本編は前述の通りなんですが、実際には【インセプション】のような多重構造になっていて、少女がグランド・ブダペスト・ホテルについての本を開くと、本の作者が老いたゼにが貧しい移民からどうやってホテルのオーナーについて聞かされるという構造になっています。
そのため、少なくともゼロは生き残るという前提で話は進んでいくわけですね。正直、時間を分けて描きたかっただけだと思うので、わざわざ多重構造にしなくても良かった気もします。
観る前の段階ではそれを知らなかったため、タイトルと、ジャンルがミステリーと聞いていたことから、てっきりホテルを舞台にして、いくつもの出来事が交錯するグランドホテル形式の作品だと思ってました。
しかし、GEOではコメディに分類されていて、TSUTAYAではサスペンス。ということは、ミステリーコメディなのかと。
実際に観てみると、確かに濡れ衣を着せられて脱獄、刺客を向けられて逃走という展開は推理系ジャンルとも言えるし、所々に喜劇染みたシーンがあるので、コメディと言われたらそうかなとも思います。
しかし、よくよく作品そのものを何のジャンルかと問われたら、コンシェルジュのグスタフと、ベルボーイのゼロの
ふたりの絆を描いたヒューマンドラマ
じゃないのかなっていう印象でした。
コンシェルジュとして成功していたグスタフが、勝手に採用されていたゼロを面接していて、経験も教育もない名前通りのゼロと見下す感じに告げるんですが、若いベルボーイが家族もゼロだと答えると、申し訳なさそうに謝ります。
結局、グスタフはゼロを気に入り、ゼロはグスタフを父のように、師のように慕うんですが、移民のゼロは列車の移動すらままならない差別される立場のようです。時代ですね。
グスタフが留置場に入れられている間にゼロは、アガサというケーキ職人と恋に落ちるんですが、グスタフがプレゼントを渡しているのを見て注意したり、それに対してグスタフがからかったりという関係にまでなっていきます。
本当に父と子くらいに歳が離れてるんですが、外国って日本と違って、歳の差に関係なく、相手を対等に見る感覚が良いですよね。
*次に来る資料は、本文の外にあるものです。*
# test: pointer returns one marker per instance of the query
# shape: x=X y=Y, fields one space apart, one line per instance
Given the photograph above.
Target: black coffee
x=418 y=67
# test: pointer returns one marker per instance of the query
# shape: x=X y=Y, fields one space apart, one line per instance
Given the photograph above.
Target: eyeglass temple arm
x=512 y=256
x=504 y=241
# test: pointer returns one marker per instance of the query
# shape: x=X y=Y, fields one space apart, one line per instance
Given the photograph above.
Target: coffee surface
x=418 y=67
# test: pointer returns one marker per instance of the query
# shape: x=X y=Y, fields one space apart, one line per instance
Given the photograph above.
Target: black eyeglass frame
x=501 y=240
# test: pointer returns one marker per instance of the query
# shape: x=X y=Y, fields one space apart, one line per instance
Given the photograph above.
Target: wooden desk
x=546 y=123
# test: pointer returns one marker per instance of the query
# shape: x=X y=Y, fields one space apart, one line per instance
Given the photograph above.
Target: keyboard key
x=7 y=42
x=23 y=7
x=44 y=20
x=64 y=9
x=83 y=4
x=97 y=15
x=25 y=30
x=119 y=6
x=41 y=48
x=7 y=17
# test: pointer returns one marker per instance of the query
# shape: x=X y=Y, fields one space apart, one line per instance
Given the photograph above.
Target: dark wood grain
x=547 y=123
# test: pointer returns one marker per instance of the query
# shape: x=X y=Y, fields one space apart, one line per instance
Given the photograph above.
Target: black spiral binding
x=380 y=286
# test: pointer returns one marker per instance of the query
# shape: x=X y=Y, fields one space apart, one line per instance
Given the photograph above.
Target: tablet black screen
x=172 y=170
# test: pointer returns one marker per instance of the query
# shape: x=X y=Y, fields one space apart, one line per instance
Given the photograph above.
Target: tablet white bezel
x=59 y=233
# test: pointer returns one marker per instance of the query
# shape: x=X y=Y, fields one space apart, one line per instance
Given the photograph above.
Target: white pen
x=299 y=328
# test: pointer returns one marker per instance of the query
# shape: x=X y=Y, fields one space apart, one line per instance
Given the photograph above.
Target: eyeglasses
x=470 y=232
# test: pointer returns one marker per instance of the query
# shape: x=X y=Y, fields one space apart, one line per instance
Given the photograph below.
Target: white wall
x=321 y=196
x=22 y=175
日本の社会には合わないので、日本人がそうするのは違和感がありますが。
その後も濡れ衣を晴らすために動いたり、ゼロとアガサが結婚したりと色々あるんですが、時代が変わったことで彼らに悲劇が訪れてしまいます。
ラスト直前のほんの短いシーンなんですが、個人的にはそのシーンが最大の見どころ。
テンポがいいので、意味がわかりにくいシーンがあるものの、かなり見やすい作品だと思います。